By John Pomfret
Washington Post Staff Writer
Friday, October 20, 2006
LOS ANGELES, Oct. 19 -- Call it the battle of Big Oil vs. Silicon Valley with a whole lot of Hollywood funding thrown in. Oil companies are squaring off against venture capitalists in a fight over a California proposition that would tax oil production in the state to fund alternative energy.
To date, $107 million has been raised in the fight. If it is all spent, it will make Proposition 87 the most expensive proposition in the nation's history, dwarfing the $93 million epic, also in California, to legalize Las Vegas-style casinos on Indian reservations in 1998. Oil companies, including Chevron; Aera Energy, a partnership of Shell Oil and Exxon Mobil; and Occidental Petroleum have given more than $60 million to oppose the measure. On the other side is a coalition of environmentalists and venture capitalists led by John Doerr, a partner at the Silicon Valley venture capital firm Kleiner Perkins Caufield & Byers, and former partners Vinod Khosla and William Randolph Hearst III. The 800-pound gorilla in that camp is Hollywood mogul Stephen Bing, who has donated $40 million.
"This is a huge amount of money," said John Matsusaka, the director of the Initiative and Referendum Institute at the University of Southern California. "Bush and Kerry spent $250 million for a national election. This measure is costing nearly half that for a local issue in one state."
The idea behind Proposition 87, formally known as the Clean Alternative Energy Act, is simple. Oil companies, the proposition's backers charge, have not spent enough on alternative energy in the state that consumes the most oil and has the dirtiest air. So it's time that the government forced them to do so.
Prop. 87 would impose a tax of 1.5 to 6 percent per barrel of oil extracted from California, generating $225 million to $485 million a year in new tax revenue. California provides 12 percent of the U.S. oil supply and 40 percent of the state's supply. This money would create a $4 billion fund that would be used to develop alternative energy, with the goal of cutting petroleum consumption by 25 percent in 10 years. The measure also prohibits oil companies from passing the tax on to consumers.
In addition to strong financial backing from Silicon Valley and Hollywood, several political, business and entertainment luminaries have rallied to the measure's cause. Among them are former president Bill Clinton, who addressed a rally on Oct. 14 of 5,000 in Los Angeles in favor of Prop. 87; former vice president Al Gore, who cut his first political commercial since the 2000 presidential campaign in favor of Prop. 87; Richard Branson, the British entrepreneur; and actress Julia Roberts.
Yes on 87's campaign strategy has been to demonize the oil companies and to raise the specter of foreign oil imports and global warming. "We buy their oil, they burn our flag," intoned the announcer on one ad that featured a photograph of King Abdullah of Saudi Arabia and a Middle East mob. And in a state where Big Oil is as popular as earthquakes and even the Republican governor's Hummer is a hybrid, that strategy might seem like a winner.

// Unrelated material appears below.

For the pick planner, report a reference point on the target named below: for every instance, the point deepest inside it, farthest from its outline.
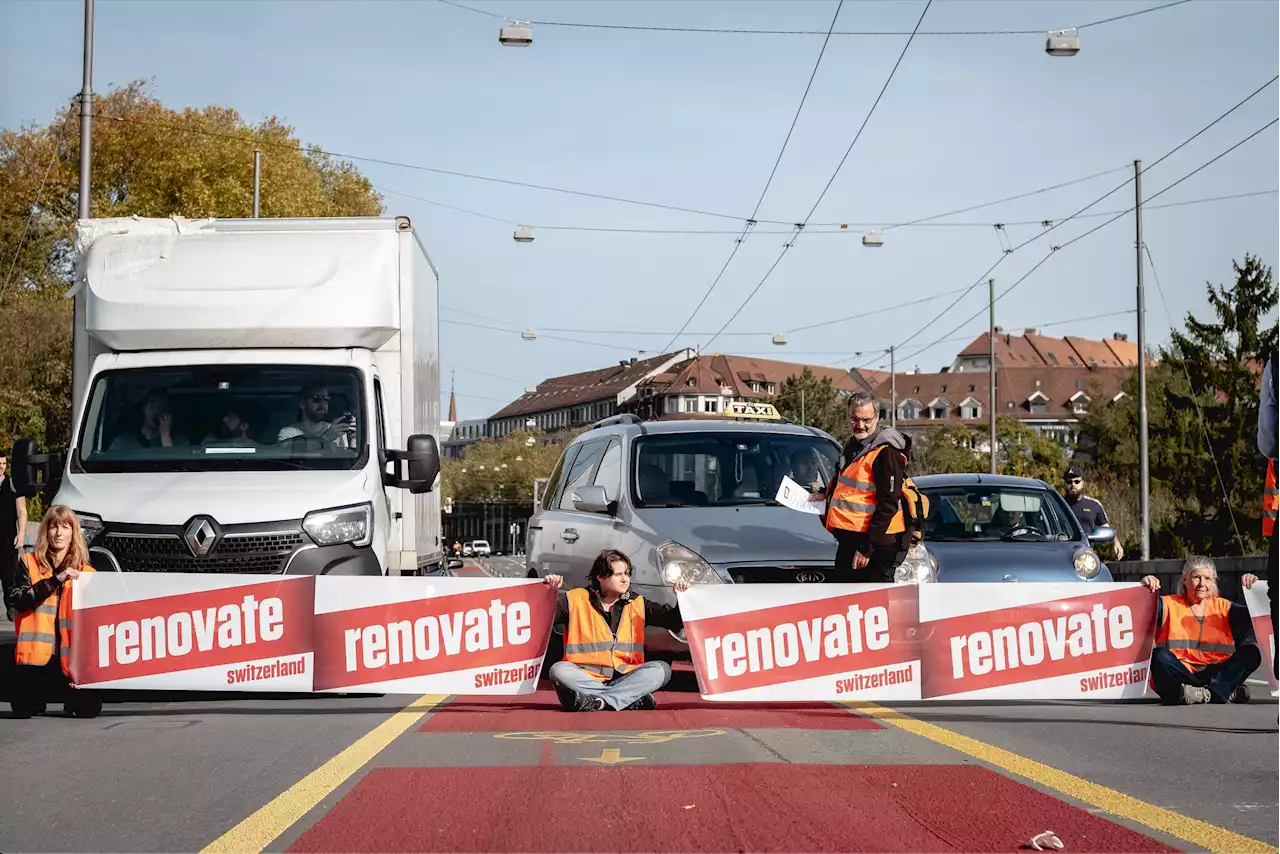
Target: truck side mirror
(423, 460)
(35, 473)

But support for Prop. 87, which had been in the double digits in July, is slipping. A Field Poll released earlier this month showed voters nearly evenly split on the measure.

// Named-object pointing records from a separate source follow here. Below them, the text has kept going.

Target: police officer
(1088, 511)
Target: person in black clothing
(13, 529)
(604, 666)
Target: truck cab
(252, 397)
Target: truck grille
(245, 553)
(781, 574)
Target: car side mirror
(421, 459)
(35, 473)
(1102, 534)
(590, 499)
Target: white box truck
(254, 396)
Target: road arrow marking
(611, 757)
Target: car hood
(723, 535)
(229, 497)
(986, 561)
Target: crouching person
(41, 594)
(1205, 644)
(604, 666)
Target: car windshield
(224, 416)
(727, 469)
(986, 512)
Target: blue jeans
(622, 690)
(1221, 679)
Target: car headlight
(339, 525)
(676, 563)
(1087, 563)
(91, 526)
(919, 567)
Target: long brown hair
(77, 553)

One reason is the onslaught of ads funded by oil company money. As with any measure focused against multinational corporations, Matsusaka said, Big Oil "is trying to signal to anyone else contemplating similar measures that if you're going to take on the industry, you are going to have to spend a ton of money." The No on 87 campaign ads say that gas prices will rise and that the measure will actually increase, not lessen, California's dependence on foreign oil by forcing producers to stop pumping oil from their wells in the state. Independent economists have challenged that logic, saying energy prices are set globally, not locally.
There is also growing concern, expressed by economists and editorialists, about the state agency the measure would create and how the $4 billion would be distributed. The Los Angeles Times called the formation of a whole new government bureaucracy to fund alternative energy, already a prime target of venture capital, a "spectacularly bad idea." Indeed, of the 24 papers in California that have editorialized on the issue, only two have supported it.

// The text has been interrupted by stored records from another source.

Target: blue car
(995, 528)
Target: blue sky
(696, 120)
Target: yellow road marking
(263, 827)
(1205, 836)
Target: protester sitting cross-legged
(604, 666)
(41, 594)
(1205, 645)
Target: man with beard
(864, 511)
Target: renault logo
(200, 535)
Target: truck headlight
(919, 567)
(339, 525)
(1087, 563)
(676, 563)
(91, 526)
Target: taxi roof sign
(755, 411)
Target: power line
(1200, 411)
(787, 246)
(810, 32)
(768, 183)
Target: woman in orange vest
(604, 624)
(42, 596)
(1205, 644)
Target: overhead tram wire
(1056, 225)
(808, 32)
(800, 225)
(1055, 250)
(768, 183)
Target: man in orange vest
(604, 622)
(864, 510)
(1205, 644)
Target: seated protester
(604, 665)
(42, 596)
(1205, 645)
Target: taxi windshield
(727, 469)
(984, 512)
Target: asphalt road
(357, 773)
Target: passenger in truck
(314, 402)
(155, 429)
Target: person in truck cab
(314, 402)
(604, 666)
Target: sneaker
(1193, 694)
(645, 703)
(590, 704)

Taxpayer groups have lambasted the measure, saying the new bureaucracy would be unfettered by normal checks and balances. And even energy economists worry that the proposition would simply create a taxpayer-funded piggy bank to subsidize the investments of Silicon Valley's richest venture capitalists, such as Doerr and Khosla, who are backing the measure.
Responding to those criticisms, Leslie Miller, a spokeswoman for the Yes on 87 campaign, acknowledged that firms associated with the measure's supporters could benefit but said that others would, too.
"It's going to be kids driving in clean-energy school buses," she said.
Although she acknowledged that alternative energy is already attracting millions in investment, Miller contended the program is necessary because "at a certain point you need government investment in order to propel implementation."
"This is not corporate welfare, this is venture-capitalist welfare, and that bothers me," countered James Sweeney, an economist at Stanford University who is starting a new institute that could profit from the energy fund. "I think they've chosen a bad instrument for a good goal."